Enhancing SAR Object Detection with Self-Supervised Pre-training on Masked Auto-Encoders
Xinyang Pu, Feng Xu
TL;DR
This work tackles the domain gap between natural-image pretraining and SAR tasks by introducing self-supervised pre-training on SAR data using Masked Auto-Encoders (MAE). The MAE pre-trains a Vision Transformer encoder on masked SAR patches, after which the encoder serves as the backbone in a ViTDet-based detector with FPN and RoI head for SAR object detection. On the SARDet-100k benchmark, the SAR-domain SSL pre-training outperforms both ImageNet pre-training and training from scratch, achieving a notable 1.3 mAP improvement over SFT alone and demonstrating improved generalization to downstream tasks. The results support the practicality of domain-specific, SSL-based backbone pre-training for SAR imagery, reducing dependence on natural-image priors and enhancing performance on large-scale SAR detection tasks.
Abstract
Supervised fine-tuning methods (SFT) perform great efficiency on artificial intelligence interpretation in SAR images, leveraging the powerful representation knowledge from pre-training models. Due to the lack of domain-specific pre-trained backbones in SAR images, the traditional strategies are loading the foundation pre-train models of natural scenes such as ImageNet, whose characteristics of images are extremely different from SAR images. This may hinder the model performance on downstream tasks when adopting SFT on small-scale annotated SAR data.

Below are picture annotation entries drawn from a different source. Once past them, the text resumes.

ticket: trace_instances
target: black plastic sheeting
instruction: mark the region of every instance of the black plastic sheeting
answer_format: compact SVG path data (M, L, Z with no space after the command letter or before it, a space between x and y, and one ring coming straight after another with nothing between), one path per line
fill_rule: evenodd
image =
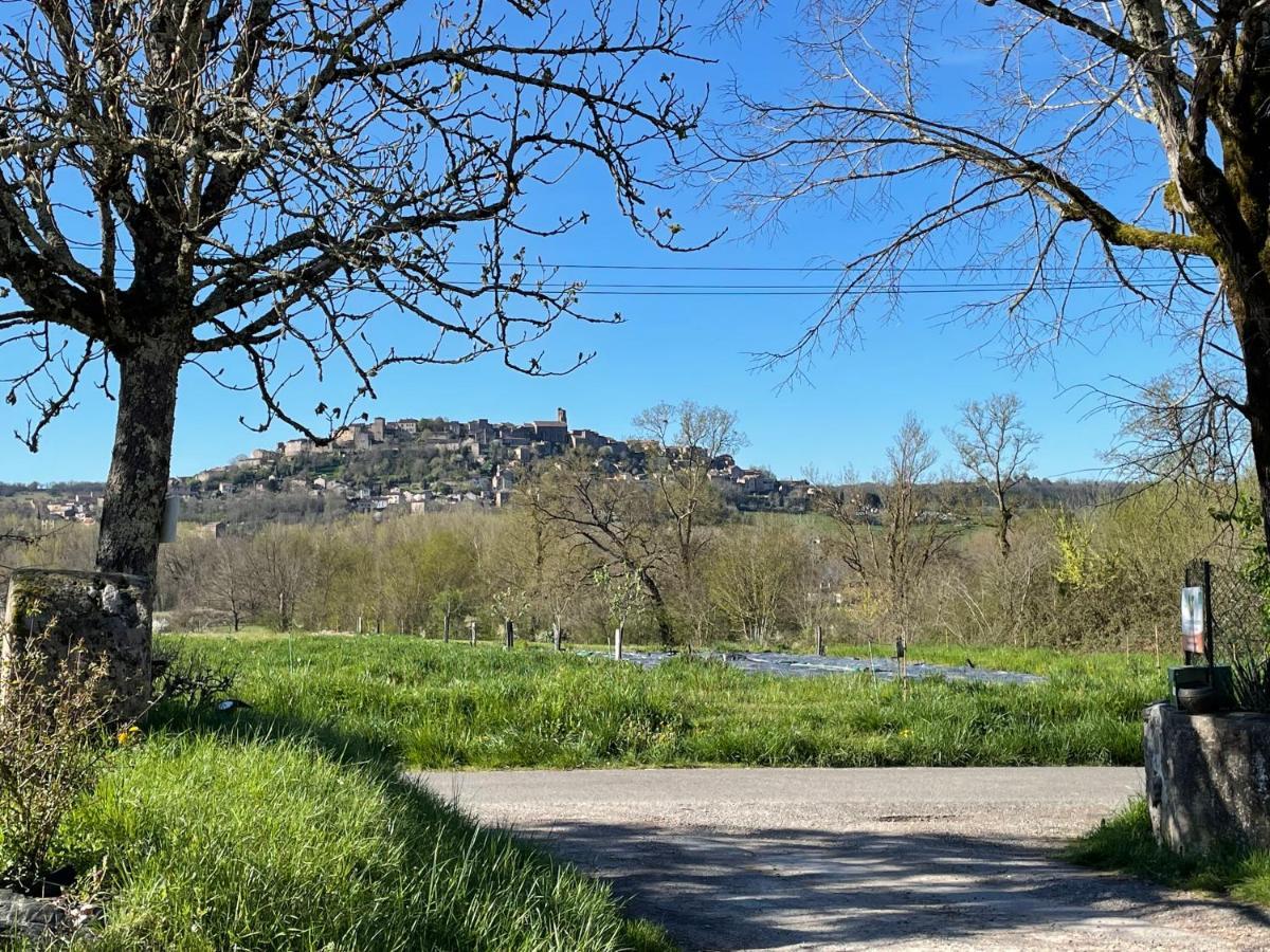
M592 656L605 656L602 651L583 651L579 654ZM608 655L611 658L611 655ZM677 651L625 651L622 660L638 664L641 668L655 668L672 658L678 658ZM872 673L875 678L892 680L898 674L898 663L894 658L833 658L818 655L780 655L767 651L753 654L742 651L697 651L693 658L723 661L743 671L757 671L759 674L779 674L787 678L820 678L827 674L862 674ZM1045 680L1039 674L1024 674L1021 671L994 671L987 668L973 668L970 665L927 664L926 661L908 663L909 678L946 678L947 680L966 680L980 684L1039 684Z

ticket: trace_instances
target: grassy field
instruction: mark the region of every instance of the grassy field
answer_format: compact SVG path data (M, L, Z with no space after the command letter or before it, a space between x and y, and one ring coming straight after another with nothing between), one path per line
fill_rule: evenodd
M1135 764L1142 708L1163 693L1143 655L974 649L982 668L1049 680L913 682L906 698L866 675L784 679L686 658L641 670L400 636L180 641L239 669L255 730L343 737L428 768ZM966 654L918 646L911 656Z
M1138 800L1077 840L1067 858L1096 869L1133 873L1167 886L1270 905L1270 853L1177 856L1156 843L1147 803Z
M339 671L297 680L330 642L199 645L246 663L239 693L258 707L160 706L64 824L57 862L104 862L93 949L673 949L606 886L403 782L387 724L335 715Z

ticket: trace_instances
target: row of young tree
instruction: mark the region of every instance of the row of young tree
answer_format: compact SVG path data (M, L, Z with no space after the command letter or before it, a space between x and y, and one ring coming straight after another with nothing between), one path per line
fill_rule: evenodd
M177 627L444 638L511 619L522 636L585 642L620 627L629 641L776 645L820 626L852 642L1143 645L1175 627L1189 560L1240 557L1200 484L1016 512L1038 438L1012 396L966 405L949 432L983 491L950 480L908 418L884 471L813 480L806 515L724 504L709 470L744 443L730 413L660 405L636 428L644 479L574 453L540 463L505 510L192 532L165 550L161 607Z

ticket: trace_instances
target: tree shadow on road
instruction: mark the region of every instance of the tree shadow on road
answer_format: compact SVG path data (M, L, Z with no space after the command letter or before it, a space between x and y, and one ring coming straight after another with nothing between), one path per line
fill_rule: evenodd
M1158 947L1163 933L1240 935L1264 910L1066 864L1043 845L922 830L674 829L638 823L518 826L608 878L629 911L687 948L1021 942L1039 930ZM1135 922L1137 920L1137 922ZM1177 938L1175 935L1173 938ZM1185 938L1185 937L1184 937ZM1219 943L1218 943L1219 944ZM1270 946L1270 932L1250 947ZM1119 947L1119 946L1118 946ZM1186 946L1189 947L1189 946Z

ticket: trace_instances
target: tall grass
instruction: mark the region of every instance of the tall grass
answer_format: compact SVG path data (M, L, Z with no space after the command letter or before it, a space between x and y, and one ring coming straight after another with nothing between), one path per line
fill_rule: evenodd
M66 830L97 949L664 948L608 891L316 741L159 736Z
M1270 905L1270 852L1227 849L1179 856L1156 843L1144 800L1134 801L1078 839L1068 848L1066 858L1096 869L1143 876L1167 886Z
M422 768L1135 764L1147 656L975 651L1043 684L779 678L398 636L199 638L236 664L257 716L370 741ZM914 656L961 661L946 649Z

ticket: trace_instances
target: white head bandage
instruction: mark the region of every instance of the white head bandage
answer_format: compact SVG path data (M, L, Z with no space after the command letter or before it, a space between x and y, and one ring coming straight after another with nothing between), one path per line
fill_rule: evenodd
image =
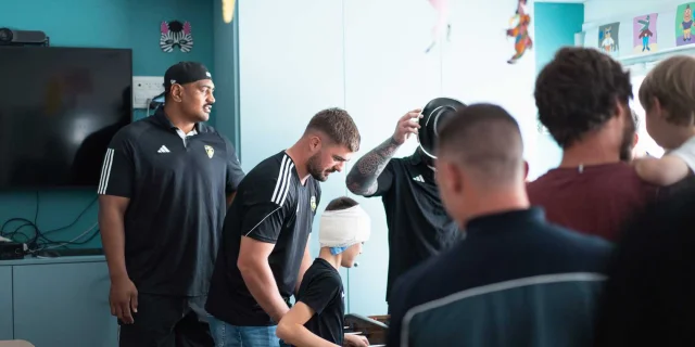
M321 247L350 247L369 240L371 220L359 207L327 210L321 215L318 243Z

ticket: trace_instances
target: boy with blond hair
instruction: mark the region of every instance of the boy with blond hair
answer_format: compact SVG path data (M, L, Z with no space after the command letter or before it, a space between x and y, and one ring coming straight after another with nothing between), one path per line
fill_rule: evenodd
M321 215L318 242L321 250L306 270L296 304L277 327L281 346L369 346L366 337L345 335L345 293L338 272L352 268L369 240L371 221L356 201L342 196L331 201Z
M665 187L695 172L695 59L679 55L658 64L640 87L640 103L647 132L666 152L635 160L637 175Z

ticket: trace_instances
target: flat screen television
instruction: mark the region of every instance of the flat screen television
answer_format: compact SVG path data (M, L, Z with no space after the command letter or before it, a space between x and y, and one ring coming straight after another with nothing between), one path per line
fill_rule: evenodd
M127 49L0 47L0 190L94 188L132 121Z

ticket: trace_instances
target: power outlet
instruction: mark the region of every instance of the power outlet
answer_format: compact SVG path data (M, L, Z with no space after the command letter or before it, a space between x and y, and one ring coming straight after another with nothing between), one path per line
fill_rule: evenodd
M147 108L148 100L164 92L163 76L134 76L132 77L132 107Z

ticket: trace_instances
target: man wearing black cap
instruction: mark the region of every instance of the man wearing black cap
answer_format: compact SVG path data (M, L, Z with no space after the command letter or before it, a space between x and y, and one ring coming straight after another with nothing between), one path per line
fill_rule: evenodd
M121 129L99 184L99 224L121 346L213 346L204 304L227 206L244 177L228 139L204 124L207 68L164 75L165 104Z
M445 119L465 105L439 98L424 110L405 114L395 132L355 163L348 189L366 197L381 196L389 227L387 303L394 281L460 240L456 223L446 215L434 181L434 140ZM405 158L392 158L410 134L418 150Z

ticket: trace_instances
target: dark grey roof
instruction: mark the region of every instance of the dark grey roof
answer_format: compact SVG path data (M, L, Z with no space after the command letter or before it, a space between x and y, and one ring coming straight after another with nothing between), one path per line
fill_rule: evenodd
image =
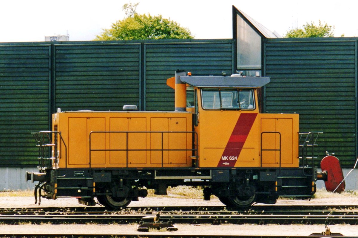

In this paper, an self-supervised learning (SSL) method of masked image modeling based on Masked Auto-Encoders (MAE) is proposed to learn feature representations of SAR images during the pre-training process and benefit the object detection task in SAR images of SFT. The evaluation experiments on the large-scale SAR object detection benchmark named SARDet-100k verify that the proposed method captures proper latent representations of SAR images and improves the model generalization in downstream tasks by converting the pre-trained domain from natural scenes to SAR images through SSL. The proposed method achieves an improvement of 1.3 mAP on the SARDet-100k benchmark compared to only the SFT strategies.